No. 9: UCLA coach Jorge Salcedo
Jorge Salcedo already was Southern California soccer royalty.
He is, remember, the son of FIFA/U.S. Soccer mover/shaker Hugo Salcedo, a former U.S. national-teamer (youth and full) who played professionally in Mexico and Major League Soccer, part of three NCAA championship teams at UCLA, and, since 2004, head coach of the Bruins' legendary men's program.
Salcedo guided UCLA to the NCAA title game five years ago, and he took the Bruins within a game of the final four the past two seasons, all the while helping to prepare nearly two dozen players for the pros. His team is annually among the best in the nation, just as it was under his predecessors Sigi Schmid and Tom Fitzgerald.
There are pressures that go along with that -- the Bruins must win; it is demanded. They need to be competing for national titles every year, and the talent Salcedo welcomed to start the 2011 season certainly was capable of doing that.
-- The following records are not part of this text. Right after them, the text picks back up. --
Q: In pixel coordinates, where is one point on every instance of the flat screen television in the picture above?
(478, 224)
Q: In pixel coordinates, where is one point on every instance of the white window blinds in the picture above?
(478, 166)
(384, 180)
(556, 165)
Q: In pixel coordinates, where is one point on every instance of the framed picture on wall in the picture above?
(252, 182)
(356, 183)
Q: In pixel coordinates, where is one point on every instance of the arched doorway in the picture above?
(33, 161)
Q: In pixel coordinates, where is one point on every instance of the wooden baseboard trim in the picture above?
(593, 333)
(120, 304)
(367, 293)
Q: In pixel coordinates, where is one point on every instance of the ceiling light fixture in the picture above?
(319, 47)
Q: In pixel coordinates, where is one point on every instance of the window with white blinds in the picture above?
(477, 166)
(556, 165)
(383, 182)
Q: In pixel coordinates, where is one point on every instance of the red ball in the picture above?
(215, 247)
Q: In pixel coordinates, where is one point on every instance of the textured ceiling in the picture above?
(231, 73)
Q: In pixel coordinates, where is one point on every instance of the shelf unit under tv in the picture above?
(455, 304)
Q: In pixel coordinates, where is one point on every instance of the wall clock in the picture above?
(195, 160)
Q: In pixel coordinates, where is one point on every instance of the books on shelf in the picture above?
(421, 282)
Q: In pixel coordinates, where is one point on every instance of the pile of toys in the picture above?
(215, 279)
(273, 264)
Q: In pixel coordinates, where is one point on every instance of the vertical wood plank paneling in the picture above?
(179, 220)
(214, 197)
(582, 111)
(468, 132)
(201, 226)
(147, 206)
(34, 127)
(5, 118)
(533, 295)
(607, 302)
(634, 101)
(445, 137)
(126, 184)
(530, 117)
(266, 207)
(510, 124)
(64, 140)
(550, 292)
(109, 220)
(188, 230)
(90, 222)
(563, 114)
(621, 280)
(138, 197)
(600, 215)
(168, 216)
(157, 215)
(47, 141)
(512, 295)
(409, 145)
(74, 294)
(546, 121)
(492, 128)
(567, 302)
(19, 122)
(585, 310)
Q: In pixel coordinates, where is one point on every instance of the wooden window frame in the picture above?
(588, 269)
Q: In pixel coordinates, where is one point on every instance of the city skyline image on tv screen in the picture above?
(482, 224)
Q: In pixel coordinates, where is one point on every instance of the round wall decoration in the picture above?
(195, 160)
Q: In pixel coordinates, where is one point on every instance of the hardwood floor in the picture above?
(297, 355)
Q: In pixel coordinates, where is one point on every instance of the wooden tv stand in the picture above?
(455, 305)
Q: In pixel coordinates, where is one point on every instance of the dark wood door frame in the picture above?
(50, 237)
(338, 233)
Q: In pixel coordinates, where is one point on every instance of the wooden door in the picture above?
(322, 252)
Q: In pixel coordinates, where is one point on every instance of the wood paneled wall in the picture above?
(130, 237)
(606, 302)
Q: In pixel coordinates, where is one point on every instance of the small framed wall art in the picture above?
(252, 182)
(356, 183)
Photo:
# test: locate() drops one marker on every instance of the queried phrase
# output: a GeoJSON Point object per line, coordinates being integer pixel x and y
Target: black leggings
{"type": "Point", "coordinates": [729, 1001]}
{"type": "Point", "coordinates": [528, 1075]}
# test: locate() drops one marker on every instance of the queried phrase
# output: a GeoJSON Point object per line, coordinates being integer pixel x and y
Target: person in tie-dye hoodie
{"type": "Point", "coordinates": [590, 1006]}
But the former midfielder from Cerritos decided to shake things up a little bit, alter the Bruins' style of play -- concede results, perhaps, in search of something bigger and better. High risk, high reward.
“I took a chance in the style we wanted to play this year,” said Salcedo, who was a UCLA ballboy when the program won its first NCAA crown in 1985, scored the decisive penalty kick to deliver the 1990 trophy and was an assistant coach for Fitzgerald in 2002, when UCLA won for the fourth time. “I think we're unique to every other college team in the country, in that we'll pass the ball atop our own penalty box to keep possession. We'll get numbers around the ball in our half of the field. We don't necessarily make it a territorial game where we put it in the other half of the field and take our chances to win the ball back.
“We want to build the ball from back to front, and it's something that I feel strongly about -- and I feel strongly about teaching the guys how to develop that mindset, because it's really easy to break up the game and destroy the game and call it soccer. It's really difficult to make the game.”
He had the players to do it, which exceeding talent in midfield, and after a stumble here and there, the Bruins were a machine as the games turned vital. By November, they were playing the prettiest soccer in America -- the closest thing in these parts to Barcelona or Spain -- and it led to a 10-0 mark in the Pac-12 a march through the NCAA tournament to the College Cup in Birmingham, Ala., where the Bruins fell on penalties after a 2-2 draw with North Carolina in the semifinals.
The ending wasn't what he wanted, but his revolution will make UCLA more attractive to top prospects and help him develop more and better talent for MLS and leagues abroad, and it ought to lead to some impressive victories, too.
“When I was hired, I was 32 years old, one of the youngest head coaches in Division I soccer, and so much of it was about me trying to get results to continue the tradition we had here, and that sacrificed a little of bit of what I thought the game should be like,” Salcedo said. “Now I get to the point where I feel a little bit more secure, that I'm not going to be fired after one bad year, that now we can implement some things that I truly believe in.
“So hopefully this will be a springboard for the next few years.”